Un autre élu syndical confirme, et précise: «Les directions interrégionales ont reçu de l'argent qu'il fallait dépenser rapidement. Ils ont donc multiplié les propositions de projets, parfois sans lien avec la lutte contre la radicalisation. D'ailleurs, les détenus réellement visés ont systématiquement refusé de participer...».

Quand ils ne sont pas inutiles, certains projets peuvent se révéler dangereux: «plusieurs prisons proposent des cours de boxe ou des initiations aux sports de combat!»

Evasion lors d'une ballade à vélo

Dans un contexte de disette budgétaire, où le garde des Sceaux Jean-Jacques Urvoas parle de justice «sinistrée», «en état d'urgence», ces dépenses passent mal. Surtout que certaines activités présentent clairement des risques d'évasion, dénoncent les syndicats.

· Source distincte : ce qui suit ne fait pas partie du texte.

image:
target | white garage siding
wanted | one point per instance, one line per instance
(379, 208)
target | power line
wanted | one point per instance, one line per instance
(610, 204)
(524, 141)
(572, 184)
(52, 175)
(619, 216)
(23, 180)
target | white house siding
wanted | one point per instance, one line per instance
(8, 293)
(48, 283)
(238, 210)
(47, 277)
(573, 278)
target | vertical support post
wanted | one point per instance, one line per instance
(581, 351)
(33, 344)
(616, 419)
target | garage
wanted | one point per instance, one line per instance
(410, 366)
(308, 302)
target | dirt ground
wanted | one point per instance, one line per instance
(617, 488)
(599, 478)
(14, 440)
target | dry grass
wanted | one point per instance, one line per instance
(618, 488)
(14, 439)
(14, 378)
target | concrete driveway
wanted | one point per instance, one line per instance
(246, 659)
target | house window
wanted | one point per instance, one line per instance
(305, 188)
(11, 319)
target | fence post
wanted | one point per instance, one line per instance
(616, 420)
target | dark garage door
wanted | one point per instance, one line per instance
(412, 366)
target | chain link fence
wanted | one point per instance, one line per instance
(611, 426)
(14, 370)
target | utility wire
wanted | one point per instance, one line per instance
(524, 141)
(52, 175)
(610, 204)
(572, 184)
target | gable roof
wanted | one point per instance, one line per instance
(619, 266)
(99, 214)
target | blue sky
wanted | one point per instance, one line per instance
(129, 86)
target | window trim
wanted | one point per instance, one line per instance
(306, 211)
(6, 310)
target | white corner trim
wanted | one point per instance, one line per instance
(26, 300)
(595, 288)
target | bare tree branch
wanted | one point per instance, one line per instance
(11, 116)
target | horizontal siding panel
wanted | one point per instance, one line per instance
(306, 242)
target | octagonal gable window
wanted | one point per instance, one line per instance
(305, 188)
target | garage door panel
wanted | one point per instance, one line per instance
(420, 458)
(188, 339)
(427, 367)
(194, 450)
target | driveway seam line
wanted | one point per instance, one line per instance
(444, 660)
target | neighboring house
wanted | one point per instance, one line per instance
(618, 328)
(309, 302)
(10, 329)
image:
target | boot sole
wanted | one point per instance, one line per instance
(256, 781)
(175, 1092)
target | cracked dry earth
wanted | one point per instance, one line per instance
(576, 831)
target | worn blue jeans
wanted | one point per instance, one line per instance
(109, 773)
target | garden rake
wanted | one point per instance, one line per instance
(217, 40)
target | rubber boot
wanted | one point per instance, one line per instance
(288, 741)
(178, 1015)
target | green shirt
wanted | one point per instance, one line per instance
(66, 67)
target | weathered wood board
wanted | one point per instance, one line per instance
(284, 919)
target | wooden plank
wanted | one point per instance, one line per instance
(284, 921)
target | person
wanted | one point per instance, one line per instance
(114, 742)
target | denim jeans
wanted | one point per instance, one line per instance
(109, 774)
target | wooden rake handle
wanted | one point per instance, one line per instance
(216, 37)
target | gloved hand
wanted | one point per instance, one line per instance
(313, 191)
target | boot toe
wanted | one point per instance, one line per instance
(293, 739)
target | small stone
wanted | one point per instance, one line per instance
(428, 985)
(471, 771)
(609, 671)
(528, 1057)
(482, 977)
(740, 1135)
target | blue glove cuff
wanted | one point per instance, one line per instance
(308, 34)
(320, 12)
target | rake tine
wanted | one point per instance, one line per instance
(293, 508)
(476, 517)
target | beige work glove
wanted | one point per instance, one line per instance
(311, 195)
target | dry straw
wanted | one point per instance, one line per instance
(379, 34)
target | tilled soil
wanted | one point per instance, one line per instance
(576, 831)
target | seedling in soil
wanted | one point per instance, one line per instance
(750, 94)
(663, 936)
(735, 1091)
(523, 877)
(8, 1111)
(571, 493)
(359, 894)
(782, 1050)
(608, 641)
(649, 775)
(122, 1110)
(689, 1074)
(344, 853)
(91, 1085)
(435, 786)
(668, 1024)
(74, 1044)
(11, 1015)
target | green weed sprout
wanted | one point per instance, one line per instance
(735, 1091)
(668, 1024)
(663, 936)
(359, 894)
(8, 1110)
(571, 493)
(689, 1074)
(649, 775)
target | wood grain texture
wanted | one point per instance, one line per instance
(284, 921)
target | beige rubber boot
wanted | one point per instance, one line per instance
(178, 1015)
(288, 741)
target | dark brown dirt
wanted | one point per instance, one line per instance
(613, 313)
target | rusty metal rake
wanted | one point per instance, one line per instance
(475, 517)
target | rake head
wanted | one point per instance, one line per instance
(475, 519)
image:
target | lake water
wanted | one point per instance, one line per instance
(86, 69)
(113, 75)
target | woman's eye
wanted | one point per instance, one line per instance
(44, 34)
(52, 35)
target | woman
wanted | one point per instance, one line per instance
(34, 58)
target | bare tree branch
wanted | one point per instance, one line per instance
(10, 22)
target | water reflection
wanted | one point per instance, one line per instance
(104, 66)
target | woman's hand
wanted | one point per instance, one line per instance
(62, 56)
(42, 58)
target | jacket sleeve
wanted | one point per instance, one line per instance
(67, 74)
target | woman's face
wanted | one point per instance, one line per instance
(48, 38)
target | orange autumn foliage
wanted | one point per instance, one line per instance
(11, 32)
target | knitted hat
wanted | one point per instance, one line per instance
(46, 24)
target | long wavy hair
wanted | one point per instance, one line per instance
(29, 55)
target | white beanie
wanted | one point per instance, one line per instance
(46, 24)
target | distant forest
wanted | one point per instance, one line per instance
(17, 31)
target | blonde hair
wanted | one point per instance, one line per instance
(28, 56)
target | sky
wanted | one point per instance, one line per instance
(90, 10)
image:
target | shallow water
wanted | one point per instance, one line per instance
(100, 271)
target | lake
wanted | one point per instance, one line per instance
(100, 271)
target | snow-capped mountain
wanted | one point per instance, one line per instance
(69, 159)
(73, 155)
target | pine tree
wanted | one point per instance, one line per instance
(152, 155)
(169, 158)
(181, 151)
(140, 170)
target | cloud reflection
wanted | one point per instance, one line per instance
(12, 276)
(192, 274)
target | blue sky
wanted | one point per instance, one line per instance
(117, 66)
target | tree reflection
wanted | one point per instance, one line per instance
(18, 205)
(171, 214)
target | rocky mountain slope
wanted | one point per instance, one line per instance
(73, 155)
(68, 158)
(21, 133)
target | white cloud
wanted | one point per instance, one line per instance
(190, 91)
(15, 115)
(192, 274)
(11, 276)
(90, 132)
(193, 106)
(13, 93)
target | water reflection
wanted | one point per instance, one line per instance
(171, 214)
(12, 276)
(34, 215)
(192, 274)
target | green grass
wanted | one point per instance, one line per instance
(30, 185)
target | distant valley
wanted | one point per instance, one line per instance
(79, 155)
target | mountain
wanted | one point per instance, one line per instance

«A salon de Provence, nous avons récemment eu un détenu radicalisé qui s'est échappé pendant une ballade à vélo», explique l'élu FO. «Dans ce type d'activité, on n'a qu'un gardien pour dix détenus. Donc vous pensez bien que si l'un d'entre eux fuit, on ne va pas quitter tous les autres pour lui courir après...». En 2015, environs 300 évasions étaient liées aux activités extérieures, assure-t-il.

Par ailleurs, le budget alloué est aussi astronomique que l'intitulé des activités est flou.

Florilège: En Loire-Atlantique, un projet intitulé «lecture et citoyenneté» à la prison d'Orvault a été facturé 18.428 euros. A Brest, un «atelier de mobilisation citoyenne» a coûté 16.000 euros.

A Caen, un projet baptisé «pallier à la sédentarité» aurait représenté 14.190 euros.

«En réalité, ces sommes ne correspondent à rien», s'agace l'élu syndical. «Dans plusieurs établissements, on s'aperçoit que ces ateliers figurent bien sur la feuille de mouvement, mais soit l'intervenant n'est pas là, soit il fait quelque chose de tout à fait différent avec les détenus...»

En réalité, cet argent sert à «reboucher une fuite, remplacer le filet de sécurité de la cour de promenade... Voilà où passe l'argent dédié à la déradicalisation. C'est dire dans quel état sont nos prisons.» La Cour des comptes préparerait un rapport sur le sujet, ce qu'elle n'a pas souhaité confirmer au Figaro.

Le plan de déradicalisation comporte un autre volet phare: la création de cinq quartiers d'isolement à Fleury-Mérogis, Lille-Annoeullin, Osny et deux à Fresnes, réservés aux détenus radicalisés.

L'initiative est bien plus soutenue par les surveillants. Mais les premiers retours d'expérience sont mitigés. «En réalité l'isolement n'est pas total», regrette l'élu FO. «Les détenus se mélangent lors des promenades, et peuvent parfois communiquer par fenêtres interposées. A l'heure actuelle, où notre premier ministre dit que nous sommes en guerre contre le terrorisme, il faudrait que ces gens-là soient réellement isolés. C'est une question de sécurité.»